In this case yes, but on the other hand Red Hat won't publish the RHEL code unless you have the binaries. The GPLv2 license requires you to provide the source code only if you provide the compiled binaries. In theory Meta can apply its own proprietary patches on Linux and don't publish the source code if it runs that patched Linux on its servers only.

  • RHEL source code is easily available to the public - via CentOS Stream.

    For any individual RHEL package, you can find the source code with barely any effort. If you have a list of the exact versions of every package used in RHEL, you could compose it without that much effort by finding those packages in Stream. It's just not served up to you on a silver platter unless you're a paying customer. You have M package versions for N packages - all open source - and you have to figure out the correct construction for yourself.

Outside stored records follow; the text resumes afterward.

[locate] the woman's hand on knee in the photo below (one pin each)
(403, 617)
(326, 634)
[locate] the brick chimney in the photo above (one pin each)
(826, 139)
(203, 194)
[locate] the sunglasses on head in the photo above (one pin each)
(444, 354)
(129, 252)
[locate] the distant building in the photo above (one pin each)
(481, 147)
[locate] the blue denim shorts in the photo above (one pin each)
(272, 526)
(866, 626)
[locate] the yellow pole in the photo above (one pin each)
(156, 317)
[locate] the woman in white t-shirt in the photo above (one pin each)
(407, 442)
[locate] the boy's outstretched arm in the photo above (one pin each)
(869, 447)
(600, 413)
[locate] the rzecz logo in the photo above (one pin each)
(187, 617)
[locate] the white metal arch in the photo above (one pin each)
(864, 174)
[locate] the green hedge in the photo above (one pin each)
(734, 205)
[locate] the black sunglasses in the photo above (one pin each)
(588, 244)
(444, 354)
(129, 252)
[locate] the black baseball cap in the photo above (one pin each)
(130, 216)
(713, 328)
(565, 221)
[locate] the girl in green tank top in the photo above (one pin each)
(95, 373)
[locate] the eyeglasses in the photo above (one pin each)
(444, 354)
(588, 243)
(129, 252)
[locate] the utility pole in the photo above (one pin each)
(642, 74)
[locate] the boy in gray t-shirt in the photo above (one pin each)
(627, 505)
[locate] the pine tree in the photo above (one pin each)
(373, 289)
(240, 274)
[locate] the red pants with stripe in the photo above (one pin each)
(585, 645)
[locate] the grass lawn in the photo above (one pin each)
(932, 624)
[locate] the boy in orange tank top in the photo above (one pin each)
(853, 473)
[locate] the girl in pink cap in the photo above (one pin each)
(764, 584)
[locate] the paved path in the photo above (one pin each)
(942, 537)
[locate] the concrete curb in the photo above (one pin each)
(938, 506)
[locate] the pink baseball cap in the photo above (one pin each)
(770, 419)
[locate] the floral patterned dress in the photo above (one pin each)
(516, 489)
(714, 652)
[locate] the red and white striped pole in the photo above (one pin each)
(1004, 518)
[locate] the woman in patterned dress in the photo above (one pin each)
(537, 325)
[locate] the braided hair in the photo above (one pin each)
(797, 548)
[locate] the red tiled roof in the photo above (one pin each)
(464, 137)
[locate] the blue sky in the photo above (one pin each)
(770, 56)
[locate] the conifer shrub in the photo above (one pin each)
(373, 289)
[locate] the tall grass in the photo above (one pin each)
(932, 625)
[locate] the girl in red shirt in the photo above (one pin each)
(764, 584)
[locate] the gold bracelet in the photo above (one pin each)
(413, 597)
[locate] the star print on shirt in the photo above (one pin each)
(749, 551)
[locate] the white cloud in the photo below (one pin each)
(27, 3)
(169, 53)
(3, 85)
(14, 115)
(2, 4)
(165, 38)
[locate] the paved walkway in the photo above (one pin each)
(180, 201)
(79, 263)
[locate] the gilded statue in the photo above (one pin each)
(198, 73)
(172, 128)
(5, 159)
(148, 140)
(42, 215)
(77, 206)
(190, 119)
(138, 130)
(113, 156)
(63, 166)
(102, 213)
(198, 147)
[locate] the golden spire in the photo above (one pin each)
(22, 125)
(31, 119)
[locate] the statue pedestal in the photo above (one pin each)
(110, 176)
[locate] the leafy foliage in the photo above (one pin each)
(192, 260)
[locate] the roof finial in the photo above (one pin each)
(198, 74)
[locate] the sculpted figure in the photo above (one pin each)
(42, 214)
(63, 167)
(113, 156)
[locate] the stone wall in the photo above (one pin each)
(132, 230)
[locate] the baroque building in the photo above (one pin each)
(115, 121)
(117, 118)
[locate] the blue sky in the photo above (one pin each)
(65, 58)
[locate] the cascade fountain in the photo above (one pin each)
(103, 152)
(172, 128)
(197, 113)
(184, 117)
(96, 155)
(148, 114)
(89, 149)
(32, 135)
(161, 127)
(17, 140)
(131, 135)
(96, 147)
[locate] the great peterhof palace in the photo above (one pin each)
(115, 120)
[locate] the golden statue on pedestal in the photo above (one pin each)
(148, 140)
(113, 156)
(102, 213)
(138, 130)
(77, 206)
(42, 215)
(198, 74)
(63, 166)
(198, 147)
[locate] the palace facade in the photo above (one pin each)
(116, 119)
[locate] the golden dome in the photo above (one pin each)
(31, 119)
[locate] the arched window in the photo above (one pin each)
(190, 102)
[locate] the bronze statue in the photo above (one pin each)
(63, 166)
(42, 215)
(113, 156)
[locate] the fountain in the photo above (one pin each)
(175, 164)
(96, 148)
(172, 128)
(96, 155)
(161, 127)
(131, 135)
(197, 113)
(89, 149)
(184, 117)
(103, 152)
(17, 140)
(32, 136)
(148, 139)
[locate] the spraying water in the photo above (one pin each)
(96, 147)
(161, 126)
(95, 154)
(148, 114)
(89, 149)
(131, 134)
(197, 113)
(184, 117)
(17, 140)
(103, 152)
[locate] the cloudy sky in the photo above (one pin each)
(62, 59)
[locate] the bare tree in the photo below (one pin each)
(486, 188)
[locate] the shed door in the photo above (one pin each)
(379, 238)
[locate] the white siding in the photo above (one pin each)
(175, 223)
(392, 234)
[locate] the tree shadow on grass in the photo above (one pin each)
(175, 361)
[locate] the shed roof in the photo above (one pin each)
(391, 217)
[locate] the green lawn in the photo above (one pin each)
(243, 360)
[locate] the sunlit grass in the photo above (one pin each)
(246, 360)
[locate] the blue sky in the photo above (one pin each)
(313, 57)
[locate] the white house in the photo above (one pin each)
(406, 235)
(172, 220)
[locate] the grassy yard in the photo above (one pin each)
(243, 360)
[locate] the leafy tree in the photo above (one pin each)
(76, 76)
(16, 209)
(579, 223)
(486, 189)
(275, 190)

  • Can't anyone get a RHEL instance on their favorite cloud, dnf install whatever packages they want sources of, email Redhat to demand the sources, and shut down the instance?

I'm more surprised that the scheduler made for a handheld gaming console is also demonstrably good for Facebook's servers.

Exactly. Once the work is upstream and open, it stops being "Valve's thing" and just becomes part of the commons

I mean.. many SteamOS flavors (and Linux distros in general have) have switched to Meta's Kyber IO scheduler to fix microstutter issues.. the knife cuts both ways :)

  • Kyber is an I/O scheduler. Nothing to do with this article.

    • The comment was perfectly valid and topical and applicable. It doesn't matter what kind of improvement Meta supplied that everyone else took up. It could have been better cache invalidation or better usb mouse support.

Well if you think about it, in this case the license is the 30% cut on every game you purchase on steam.